Meningitis B vaccine: Hearts v heads
- Published
Deciding which children should get a life-saving vaccine against meningitis B is a battle between hearts and heads.
The effects of meningococcal infection can be devastating.
In the space of a few hours, the bacterial infection can leave a child fighting for their life in intensive care.
They can be dead within 24 hours.
If it infects the brain and spinal cord to cause meningitis or sepsis in the blood, then even survivors could face life-long disability.
It is something any parent would try to prevent happening to their child, and more than 800,000 people have signed a petition calling for the meningococcal B vaccine to be offered to all children under 11.
It is the most popular petition in parliamentary history because of this picture.
It was shared by Jenny Burdett, whose two-year-old daughter Faye died from the infection last month.
She was too old to get the vaccine, which is given in the first year of life, but only to children born after May 2015.

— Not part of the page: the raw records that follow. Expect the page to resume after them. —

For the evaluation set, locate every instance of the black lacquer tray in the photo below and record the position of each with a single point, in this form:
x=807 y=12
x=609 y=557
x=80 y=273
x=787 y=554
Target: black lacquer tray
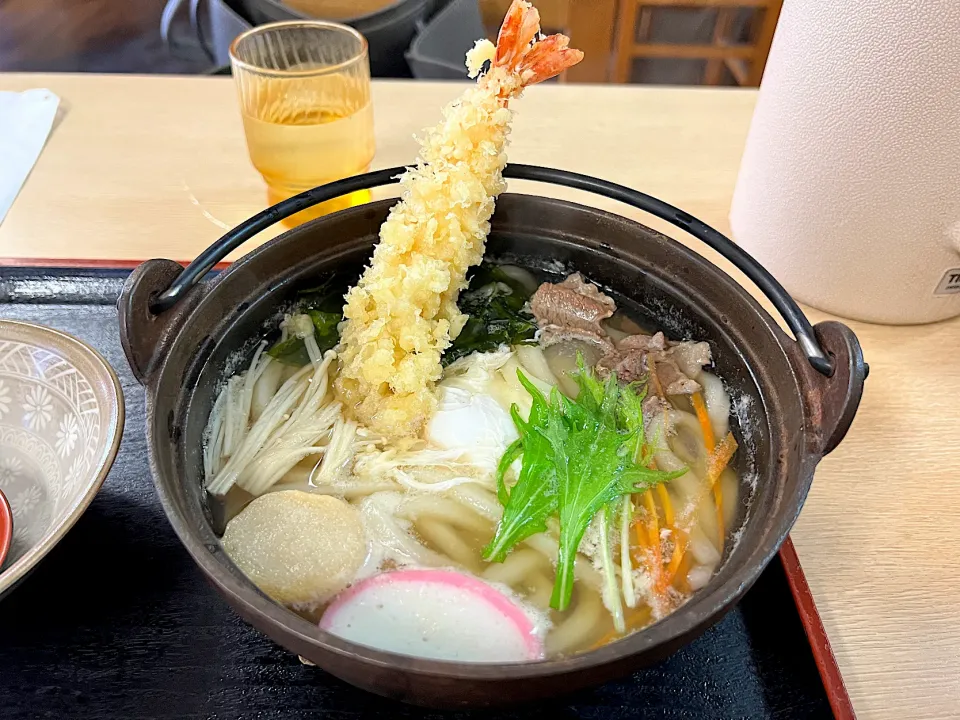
x=118 y=622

So why isn't it given to more children?
This is the point where the "heads" can appear heartless - as the answer is mostly about money.
While any child's life is priceless, a publicly funded NHS aims to ensure it spends its money on the treatments that give the most benefit, whether they are cancer drugs, hip operations or vaccines.
And the meningococcal B vaccine is spectacularly expensive because of the complicated way it is manufactured.
'Borderline'
The government's expert advisers on vaccines have told the BBC that the evidence was "pretty borderline" for giving the vaccine to anyone and a plan was initially rejected.
It took a cut-price deal arranged between the Department of Health and GlaxoSmithKline for an immunisation programme for the most at-risk age group - the under-ones - to be introduced.
The vaccine is so new that we do not know how many lives are being saved.
The UK is also the only country to have introduced the vaccine, so the whole world is waiting for answers to know how effective this jab is.
We know the programme vaccinates about 700,000 infants each year in an age group that has just over 100 cases and six deaths each year.
Remember, the cost-effectiveness in this high-risk age group was classed as borderline.
Running a catch-up programme for all two-to-10-year-olds (one-year-olds would have been vaccinated in the first year of the immunisation scheme) would require giving two doses of the vaccine to more than five million people.
We know Men B gets rarer as children get older, apart from a teenage blip.
The data on deaths from meningitis B has not been published, but senior figures have told me that fewer than 100 infections would be prevented and about six lives saved.
That is why heads appear to be winning the battle with hearts within government.
And these are not the only costs.
One of the reasons cited for the vaccination programme going ahead in infants was because it could be given during the same appointment as for other childhood immunisations.
A catch-up campaign for under-11s would require extra resources - probably a combination of GP and primary school campaigns.
The closest comparison is the huge effort being made to vaccinate all children between the ages of two and 16 against flu.
But that is taking years to introduce and so far the vaccination has been routinely offered to only two, three and four-year-olds, external.
The idea of vaccinating under-11s also assumes there are 10 million doses of the vaccine waiting to be given to children.
As anyone who has tried to get the jabs privately knows there is a shortage. The relatively small private market should have new supplies by the summer. Getting millions of jabs would take much longer.
As one official told me: "Even if we had the money, we wouldn't have the vaccine."
Some doctors have also raised concerns about unknown safety risks, as no country has immunised large numbers of people.
Trials on thousands of people have clearly shown the jab is safe, but some side effects appear only after tens or even hundreds of thousands of people are vaccinated.
Narcolepsy induced by the swine flu, external vaccine or an old rotavirus vaccine and bowel obstructions, external are two examples of unexpected side effects.
It is another reason there is reluctance to vaccinate millions of children.
Wrong age, wrong meningitis
But away from the money there are other arguments made for not giving the Men B vaccine to under-11s.
One is that it may be better to vaccinate slightly older children instead.
Teenagers harbour the bacterial infection and unwittingly spread it to children.
Immunising this age group - as happens with Men C - could protect people of other ages too.
Doctors are also more worried about another, even more aggressive, type of meningococcal infection that is spreading rapidly.
Meningococcal infections have natural cycles, becoming more and less common over decades.
At the moment Men B is becoming rarer. In the early 2000s there were more than 1,600 cases in England, compared with about 400 cases in 2014.
But an aggressive strain of Men W is currently spreading - going from 17 to 200 cases in the space of five years.
It is twice as deadly as Men B and is the strain that is causing most alarm and changes to vaccination programmes.
Deciding who should get a Men B jab is an emotive issue.
The evidence will change with time once the data on lives saved by the immunisation programme is published.
And there are discussions about whether the rules on cost-effectiveness do not work for preventing childhood diseases and need to be changed.
But for now there seems little appetite to let hearts rule heads.